PER ESEMPIO, la sicurezza. «Il Governo è impegnato ora per rimuovere quella percezione di insicurezza e precarietà che c’è nel Paese — spiega Petri — Occorrono fatti, e non parole. Sotto questo aspetto, mi fa piacere notare che anche a livello locale, dopo anni di eccessivo buonismo, si è acquistata la consapevolezza che un’emergenza sicurezza comunque c’è: mi fa piacere che il sindaco di Ravenna se ne sia accorto. Ora occorre essere molto severi e rigidi». E i rapporti con Ravenna? «La mia presenza fisica a Ravenna sarà molto limitata, ma non trascuro i legami che ho. Per quanto riguarda la caserma Alighieri, per la quale il Comune aveva aperto un confronto con lo Stato maggiore dell’Esercito per la sua dismissione, credo che sarà una di quelle strutture della Difesa che nel prossimo quinquennio saranno messe a disposizione di una valorizzazione e dello sviluppo del centro storico ravennate. Per quanto mi riguarda, cercherò di favorire questo tipo di percorso, e auspico ci possa essere un percorso analogo per il carcere, in modo che l’area a ridosso del centro ritrovi una sua definitiva sistemazione, attraverso un progetto che sia razionale, moderno e funzionale per la città. Il carcere non è struttura della Difesa, ma i contatti del ministero della Difesa consentono di avere sott’occhio interi comparti».

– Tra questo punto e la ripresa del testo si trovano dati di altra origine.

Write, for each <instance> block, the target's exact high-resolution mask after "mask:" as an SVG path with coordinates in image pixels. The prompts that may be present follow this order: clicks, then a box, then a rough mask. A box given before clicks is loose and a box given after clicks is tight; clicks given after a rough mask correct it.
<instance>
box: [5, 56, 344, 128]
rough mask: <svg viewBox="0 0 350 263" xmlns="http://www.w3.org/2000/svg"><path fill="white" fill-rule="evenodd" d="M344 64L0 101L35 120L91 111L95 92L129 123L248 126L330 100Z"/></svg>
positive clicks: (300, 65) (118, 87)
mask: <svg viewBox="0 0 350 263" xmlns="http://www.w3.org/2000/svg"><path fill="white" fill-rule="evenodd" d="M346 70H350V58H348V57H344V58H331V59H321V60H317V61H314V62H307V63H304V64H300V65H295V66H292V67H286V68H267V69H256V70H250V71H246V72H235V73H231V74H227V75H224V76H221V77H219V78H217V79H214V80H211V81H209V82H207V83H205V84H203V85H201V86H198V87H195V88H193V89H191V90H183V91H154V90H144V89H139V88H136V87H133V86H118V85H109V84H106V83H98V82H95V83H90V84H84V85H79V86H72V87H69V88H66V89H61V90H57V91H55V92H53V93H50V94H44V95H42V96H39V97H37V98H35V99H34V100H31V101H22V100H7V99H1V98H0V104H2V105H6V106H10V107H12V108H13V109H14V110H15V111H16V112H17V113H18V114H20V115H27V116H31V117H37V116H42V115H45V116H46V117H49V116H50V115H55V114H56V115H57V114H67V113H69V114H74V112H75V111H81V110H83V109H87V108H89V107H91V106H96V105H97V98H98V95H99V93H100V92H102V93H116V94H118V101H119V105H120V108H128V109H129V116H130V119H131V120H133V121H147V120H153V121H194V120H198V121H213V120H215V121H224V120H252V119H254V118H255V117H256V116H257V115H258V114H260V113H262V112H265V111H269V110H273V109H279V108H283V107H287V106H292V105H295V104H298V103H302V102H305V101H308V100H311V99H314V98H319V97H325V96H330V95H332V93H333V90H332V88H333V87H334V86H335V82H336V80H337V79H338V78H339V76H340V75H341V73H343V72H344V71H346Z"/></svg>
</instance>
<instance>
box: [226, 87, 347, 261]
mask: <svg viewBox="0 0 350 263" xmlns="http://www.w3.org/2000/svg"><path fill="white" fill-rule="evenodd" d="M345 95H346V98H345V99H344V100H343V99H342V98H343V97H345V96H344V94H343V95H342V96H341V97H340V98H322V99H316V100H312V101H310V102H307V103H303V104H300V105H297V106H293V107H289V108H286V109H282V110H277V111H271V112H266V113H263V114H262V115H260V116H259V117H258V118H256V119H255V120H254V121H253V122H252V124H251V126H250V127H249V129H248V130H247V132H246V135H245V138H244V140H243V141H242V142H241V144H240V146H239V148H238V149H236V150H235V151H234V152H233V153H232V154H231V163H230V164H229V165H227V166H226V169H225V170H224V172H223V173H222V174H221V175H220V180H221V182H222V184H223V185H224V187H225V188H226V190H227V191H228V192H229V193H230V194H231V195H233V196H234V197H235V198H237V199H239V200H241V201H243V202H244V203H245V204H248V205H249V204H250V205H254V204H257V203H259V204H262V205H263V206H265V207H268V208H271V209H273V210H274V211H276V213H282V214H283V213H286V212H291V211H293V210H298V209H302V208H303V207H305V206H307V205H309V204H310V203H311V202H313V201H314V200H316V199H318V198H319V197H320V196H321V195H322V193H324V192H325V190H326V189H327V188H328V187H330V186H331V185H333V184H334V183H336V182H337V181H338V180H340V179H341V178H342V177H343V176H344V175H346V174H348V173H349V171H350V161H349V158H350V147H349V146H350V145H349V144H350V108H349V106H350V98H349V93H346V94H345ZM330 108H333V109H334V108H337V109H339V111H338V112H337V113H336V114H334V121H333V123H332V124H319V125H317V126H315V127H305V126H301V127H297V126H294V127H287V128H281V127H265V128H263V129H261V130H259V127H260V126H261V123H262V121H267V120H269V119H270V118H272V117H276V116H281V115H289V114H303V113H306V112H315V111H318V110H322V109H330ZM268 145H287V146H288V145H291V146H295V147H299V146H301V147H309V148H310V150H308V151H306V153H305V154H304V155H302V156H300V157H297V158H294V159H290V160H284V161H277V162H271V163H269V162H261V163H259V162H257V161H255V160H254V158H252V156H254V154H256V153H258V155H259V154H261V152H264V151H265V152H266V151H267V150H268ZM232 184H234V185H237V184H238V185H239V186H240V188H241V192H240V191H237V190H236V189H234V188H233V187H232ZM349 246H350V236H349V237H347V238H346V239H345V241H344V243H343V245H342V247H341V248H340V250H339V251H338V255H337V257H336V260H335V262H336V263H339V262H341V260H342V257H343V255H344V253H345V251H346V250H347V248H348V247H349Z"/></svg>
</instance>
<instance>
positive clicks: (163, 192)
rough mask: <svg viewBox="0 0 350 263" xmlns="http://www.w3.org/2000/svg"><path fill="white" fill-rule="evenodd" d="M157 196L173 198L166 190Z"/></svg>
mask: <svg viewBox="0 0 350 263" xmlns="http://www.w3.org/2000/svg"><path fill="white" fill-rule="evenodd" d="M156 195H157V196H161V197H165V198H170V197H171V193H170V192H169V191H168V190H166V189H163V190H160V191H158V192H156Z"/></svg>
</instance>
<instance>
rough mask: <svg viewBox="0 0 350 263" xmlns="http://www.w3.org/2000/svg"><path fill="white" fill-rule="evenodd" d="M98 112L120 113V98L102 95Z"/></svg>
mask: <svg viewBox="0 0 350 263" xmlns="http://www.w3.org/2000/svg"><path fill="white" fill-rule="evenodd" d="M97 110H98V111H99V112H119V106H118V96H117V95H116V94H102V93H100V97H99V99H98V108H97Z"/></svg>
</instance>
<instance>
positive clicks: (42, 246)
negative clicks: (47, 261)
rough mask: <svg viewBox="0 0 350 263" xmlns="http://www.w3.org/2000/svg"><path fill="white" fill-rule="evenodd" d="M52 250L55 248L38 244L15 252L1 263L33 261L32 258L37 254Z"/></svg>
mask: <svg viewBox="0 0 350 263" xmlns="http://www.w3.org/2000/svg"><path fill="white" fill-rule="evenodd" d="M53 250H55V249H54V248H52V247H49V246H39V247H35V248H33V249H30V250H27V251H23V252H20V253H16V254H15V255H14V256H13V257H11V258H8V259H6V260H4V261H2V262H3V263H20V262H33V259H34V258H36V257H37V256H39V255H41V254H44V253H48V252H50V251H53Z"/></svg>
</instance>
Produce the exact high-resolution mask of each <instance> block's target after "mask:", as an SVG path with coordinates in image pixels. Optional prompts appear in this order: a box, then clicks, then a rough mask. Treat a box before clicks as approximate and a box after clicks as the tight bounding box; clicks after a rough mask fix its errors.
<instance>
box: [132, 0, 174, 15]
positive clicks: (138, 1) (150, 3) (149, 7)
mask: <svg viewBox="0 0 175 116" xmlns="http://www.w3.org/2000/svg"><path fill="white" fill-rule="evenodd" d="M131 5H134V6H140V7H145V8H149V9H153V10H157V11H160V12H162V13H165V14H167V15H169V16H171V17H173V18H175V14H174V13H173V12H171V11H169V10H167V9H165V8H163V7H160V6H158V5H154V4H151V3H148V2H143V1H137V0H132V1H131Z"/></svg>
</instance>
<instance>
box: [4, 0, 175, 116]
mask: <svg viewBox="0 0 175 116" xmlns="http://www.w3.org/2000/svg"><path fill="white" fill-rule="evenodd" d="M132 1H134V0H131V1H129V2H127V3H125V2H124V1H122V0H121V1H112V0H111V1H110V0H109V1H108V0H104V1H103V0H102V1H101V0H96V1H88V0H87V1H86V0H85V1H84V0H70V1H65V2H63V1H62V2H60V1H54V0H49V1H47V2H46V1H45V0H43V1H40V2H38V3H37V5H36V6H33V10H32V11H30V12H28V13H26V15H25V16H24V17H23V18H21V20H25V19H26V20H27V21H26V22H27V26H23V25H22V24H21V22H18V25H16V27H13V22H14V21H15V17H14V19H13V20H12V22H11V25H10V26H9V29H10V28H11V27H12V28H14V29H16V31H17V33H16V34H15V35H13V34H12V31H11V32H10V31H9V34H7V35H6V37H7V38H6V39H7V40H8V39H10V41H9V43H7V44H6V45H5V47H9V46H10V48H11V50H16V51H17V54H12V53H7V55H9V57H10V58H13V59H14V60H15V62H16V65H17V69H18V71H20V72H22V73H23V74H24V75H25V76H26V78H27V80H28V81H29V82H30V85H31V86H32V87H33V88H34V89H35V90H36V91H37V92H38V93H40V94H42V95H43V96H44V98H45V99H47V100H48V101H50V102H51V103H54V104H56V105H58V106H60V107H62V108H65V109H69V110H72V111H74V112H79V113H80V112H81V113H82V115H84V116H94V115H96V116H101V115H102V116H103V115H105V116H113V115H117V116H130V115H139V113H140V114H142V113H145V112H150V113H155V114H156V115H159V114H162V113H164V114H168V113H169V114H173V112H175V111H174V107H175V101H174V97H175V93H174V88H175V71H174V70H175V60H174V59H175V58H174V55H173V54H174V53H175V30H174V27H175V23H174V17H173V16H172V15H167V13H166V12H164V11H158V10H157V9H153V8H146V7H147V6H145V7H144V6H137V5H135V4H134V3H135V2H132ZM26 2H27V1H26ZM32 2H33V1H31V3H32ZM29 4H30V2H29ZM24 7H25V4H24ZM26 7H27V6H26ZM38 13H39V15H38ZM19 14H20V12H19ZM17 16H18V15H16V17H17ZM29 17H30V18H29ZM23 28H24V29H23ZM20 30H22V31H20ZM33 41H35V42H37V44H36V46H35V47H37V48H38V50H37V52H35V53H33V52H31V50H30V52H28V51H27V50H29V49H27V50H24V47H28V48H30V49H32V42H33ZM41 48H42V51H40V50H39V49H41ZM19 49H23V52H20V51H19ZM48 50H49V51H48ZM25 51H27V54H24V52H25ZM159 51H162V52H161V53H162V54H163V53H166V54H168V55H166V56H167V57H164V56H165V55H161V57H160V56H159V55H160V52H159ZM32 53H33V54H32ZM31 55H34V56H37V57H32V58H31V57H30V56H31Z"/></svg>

LA POLITICA. «Non allento certo l’attenzione alla coalizione del centrodestra. A Ravenna c’è una classe dirigente giovane, pronta, che a mio avviso deve iniziare un percorso unitario che coinvolga Forza Italia, Alleanza Nazionale e quanti vogliono entrare. In autunno mi impegnerò senz’altro per favorire questo processo unitario, che a Roma è già realtà, in modo che possa trovare la sua strada e la sua realizzazione anche in periferia».

IL PASSATO. «Ero nel consiglio di amministrazione di Finmeccanica in scadenza. La produzione di Finmeccanica è al novanta per cento commissionata dal ministero della Difesa: insieme al ministro La Russa, abbiamo ritenuto opportuno che io non mi ripresenti nel nuovo cda, per una forma di incompatibilità soprattutto sul piano morale. Non volevamo essere oggetto di critiche antipatiche, e quindi per una forma di trasparenza tra politica ed economia abbiamo giudicato giusto che non ci fosse un accumulo di cariche tra controllore e controllato».